Let’s Celebrate!

Religion

Laughter. Food. Fellowship. Music, dancing, clapping. Shouting! Rejoicing and Celebrating. These are all things that God loves. Sounds like a party.
The Scriptures are full of stories about celebrations and special occasions. These special times are meant to be remembered. Often specific days are set apart. Work stops. Friends and family gather from far away places. Memories are created. Plans are made to repeat the celebration the next year. The day is marked on the calendar. It’s a date everyone looks toward with anticipation.

When God delivered Israel from Egypt, He wanted them to remember it for all of history. It was such a significant event in the national life that God told Moses: This month shall be unto you the beginning of months: it shall be the first month of the year to you. Exodus 12:2

Deliverance was promised. Freedom was assured. Time started over. Israel’s life was just beginning. After an elaborate time of preparation, a special meal and ceremony, the exodus began. And then they threw a party. (Exodus 15)

One year later – to the day – God gave another demonstration of His presence to His people.

That first year in the wilderness was trying. There was the brush with the army from Egypt and the miracle of passing through the Red Sea. There was hunger and thirst, and seeing God’s provision for each.
There was the golden calf while Moses was with God on the mountain, and the new law, the ten commandments.

But on the first day of the first month of the second year, Moses erected the tabernacle.

And it came to pass in the first month in the second year, on the first day of the month, that the tabernacle was reared up. Exodus 40:17

This tabernacle was a visible reminder that God was always with His people. It, and the temple that came later in Israel’s history, became the center of the spiritual life of God’s people. A place of offerings, celebrations, gathering. A place of rejoicing, singing, worship.

God wants His people to anticipate, then remember, historic days in their spiritual journey.

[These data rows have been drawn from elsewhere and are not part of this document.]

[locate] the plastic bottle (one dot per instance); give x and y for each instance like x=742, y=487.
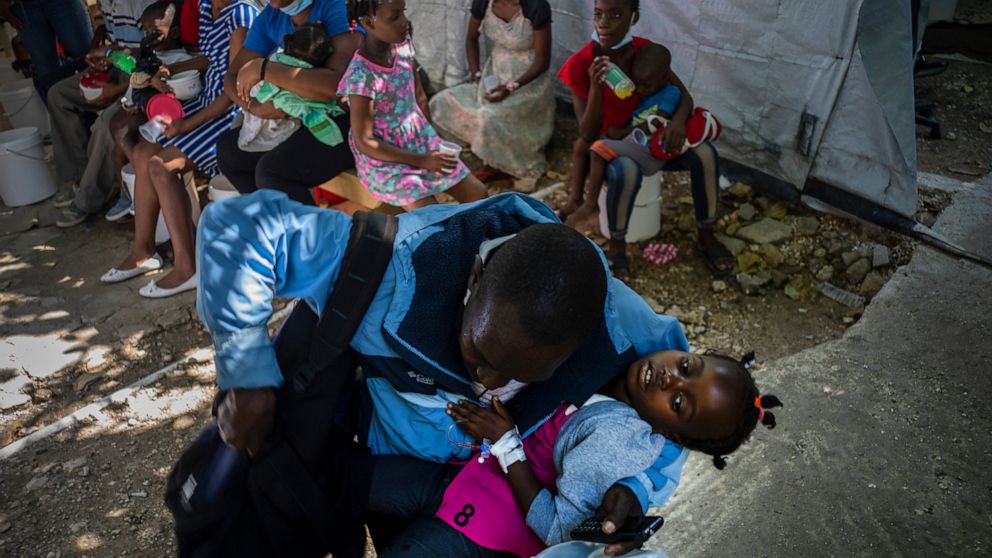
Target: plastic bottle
x=121, y=60
x=618, y=81
x=838, y=294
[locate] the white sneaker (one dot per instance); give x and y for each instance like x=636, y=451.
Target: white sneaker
x=115, y=275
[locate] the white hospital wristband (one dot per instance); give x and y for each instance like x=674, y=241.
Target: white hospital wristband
x=509, y=449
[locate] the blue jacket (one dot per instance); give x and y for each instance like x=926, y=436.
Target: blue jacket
x=252, y=248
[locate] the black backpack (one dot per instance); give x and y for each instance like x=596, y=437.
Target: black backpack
x=304, y=493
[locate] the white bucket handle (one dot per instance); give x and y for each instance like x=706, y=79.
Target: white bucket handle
x=4, y=150
x=24, y=106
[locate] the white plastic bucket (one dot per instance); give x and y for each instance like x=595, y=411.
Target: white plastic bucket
x=645, y=219
x=222, y=189
x=186, y=85
x=23, y=106
x=24, y=174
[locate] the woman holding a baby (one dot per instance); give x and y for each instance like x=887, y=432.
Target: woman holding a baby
x=269, y=150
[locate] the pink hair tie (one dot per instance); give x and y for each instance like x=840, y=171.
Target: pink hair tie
x=660, y=253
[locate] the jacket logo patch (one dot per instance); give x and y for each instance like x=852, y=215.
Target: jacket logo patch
x=420, y=378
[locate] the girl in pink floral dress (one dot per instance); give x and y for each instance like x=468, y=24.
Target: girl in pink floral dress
x=395, y=146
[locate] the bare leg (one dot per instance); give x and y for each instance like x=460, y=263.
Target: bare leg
x=164, y=170
x=146, y=207
x=470, y=189
x=616, y=254
x=577, y=179
x=579, y=219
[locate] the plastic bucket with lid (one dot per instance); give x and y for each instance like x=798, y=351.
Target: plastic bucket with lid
x=186, y=85
x=24, y=174
x=23, y=106
x=645, y=218
x=222, y=189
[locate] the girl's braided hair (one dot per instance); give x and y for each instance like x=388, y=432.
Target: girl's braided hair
x=753, y=407
x=309, y=43
x=358, y=9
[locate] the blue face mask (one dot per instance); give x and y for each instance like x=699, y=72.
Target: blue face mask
x=296, y=8
x=627, y=39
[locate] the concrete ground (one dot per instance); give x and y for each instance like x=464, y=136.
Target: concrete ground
x=885, y=444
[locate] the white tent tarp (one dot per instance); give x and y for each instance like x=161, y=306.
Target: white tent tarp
x=804, y=89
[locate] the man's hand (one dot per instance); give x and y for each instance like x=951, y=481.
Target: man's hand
x=97, y=59
x=496, y=95
x=482, y=423
x=175, y=128
x=245, y=418
x=619, y=508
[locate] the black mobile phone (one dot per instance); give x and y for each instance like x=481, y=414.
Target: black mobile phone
x=592, y=530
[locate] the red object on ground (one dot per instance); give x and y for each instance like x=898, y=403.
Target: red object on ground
x=322, y=196
x=189, y=23
x=165, y=105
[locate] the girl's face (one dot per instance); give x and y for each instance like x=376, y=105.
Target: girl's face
x=685, y=396
x=612, y=19
x=389, y=24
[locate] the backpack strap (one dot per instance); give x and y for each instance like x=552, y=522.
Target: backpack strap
x=370, y=249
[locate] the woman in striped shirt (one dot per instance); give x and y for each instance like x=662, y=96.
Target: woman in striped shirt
x=189, y=143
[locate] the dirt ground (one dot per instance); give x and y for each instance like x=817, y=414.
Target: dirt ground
x=96, y=488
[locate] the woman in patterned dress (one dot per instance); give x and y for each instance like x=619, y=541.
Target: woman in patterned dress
x=509, y=126
x=189, y=143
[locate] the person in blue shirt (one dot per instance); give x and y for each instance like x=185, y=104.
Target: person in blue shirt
x=493, y=297
x=301, y=162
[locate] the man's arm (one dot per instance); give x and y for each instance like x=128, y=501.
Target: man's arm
x=249, y=250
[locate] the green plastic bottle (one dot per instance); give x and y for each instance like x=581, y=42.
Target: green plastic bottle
x=618, y=81
x=121, y=60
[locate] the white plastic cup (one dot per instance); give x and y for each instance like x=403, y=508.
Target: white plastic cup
x=449, y=148
x=490, y=83
x=153, y=130
x=639, y=137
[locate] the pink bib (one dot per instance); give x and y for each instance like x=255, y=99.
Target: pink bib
x=479, y=501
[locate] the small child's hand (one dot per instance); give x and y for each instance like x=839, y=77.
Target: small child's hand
x=598, y=69
x=438, y=162
x=482, y=423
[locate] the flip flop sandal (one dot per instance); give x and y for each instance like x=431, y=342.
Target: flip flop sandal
x=718, y=259
x=152, y=290
x=490, y=175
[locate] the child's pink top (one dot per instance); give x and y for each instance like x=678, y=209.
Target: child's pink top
x=479, y=501
x=397, y=120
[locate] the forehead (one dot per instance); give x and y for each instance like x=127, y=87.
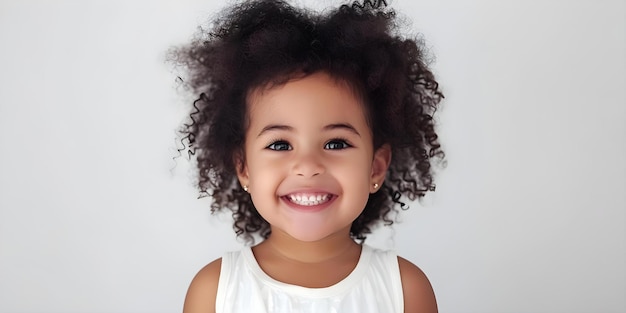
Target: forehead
x=318, y=92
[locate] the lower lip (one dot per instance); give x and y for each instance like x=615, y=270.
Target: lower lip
x=308, y=208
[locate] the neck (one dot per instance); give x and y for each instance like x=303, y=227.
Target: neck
x=334, y=246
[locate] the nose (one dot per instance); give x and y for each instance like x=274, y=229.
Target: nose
x=308, y=164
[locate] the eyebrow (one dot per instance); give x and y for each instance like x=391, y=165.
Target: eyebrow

It is not insignificant that, in God’s creative work at the beginning of the world as we know it, He made the light on the first day.

And God called the light Day, and the darkness he called Night. And the evening and the morning were the first day. And God called the light Day, and the darkness he called Night. And the evening and the morning were the first day. “ Genesis 1:5

Some time later, we — God’s creations and His delight — had so corrupted everything He made good, God chose to start fresh with one good family. A flood wiped everything away except what God specially preserved, and He started again. On a special day.

And it came to pass in the six hundredth and first year, in the first month, the first day of the month, the waters were dried up from off the earth: and Noah removed the covering of the ark, and looked, and, behold, the face of the ground was dry. Genesis 8:13

These events were each on the 1st day of the 1st month. New beginnings. New creations. New opportunities. At the beginning of a new year.

There are many other events recorded on specific days throughout the Scriptures. And, of course, celebrations need not be restricted to once a year. Jesus appeared to his disciples after his crucifixion on the first day of the week, then again the first day of the following week. And Christians continue this tradition – gathering in His name to celebrate His and our new life – each week.

If you are a follower of Jesus Christ, I invite you to gather with a group of His followers this week, on the first day of the first month of a brand new year, to celebrate. And if you are not a follower of Jesus Christ, I invite you to seriously consider His claims and how – if His claims are true – you should live your life. It may be time for a next start.

This Sunday, the first day of the first month of a brand new year could mark the beginning of a brand new life for you. And that would be cause for serious and repeated celebration.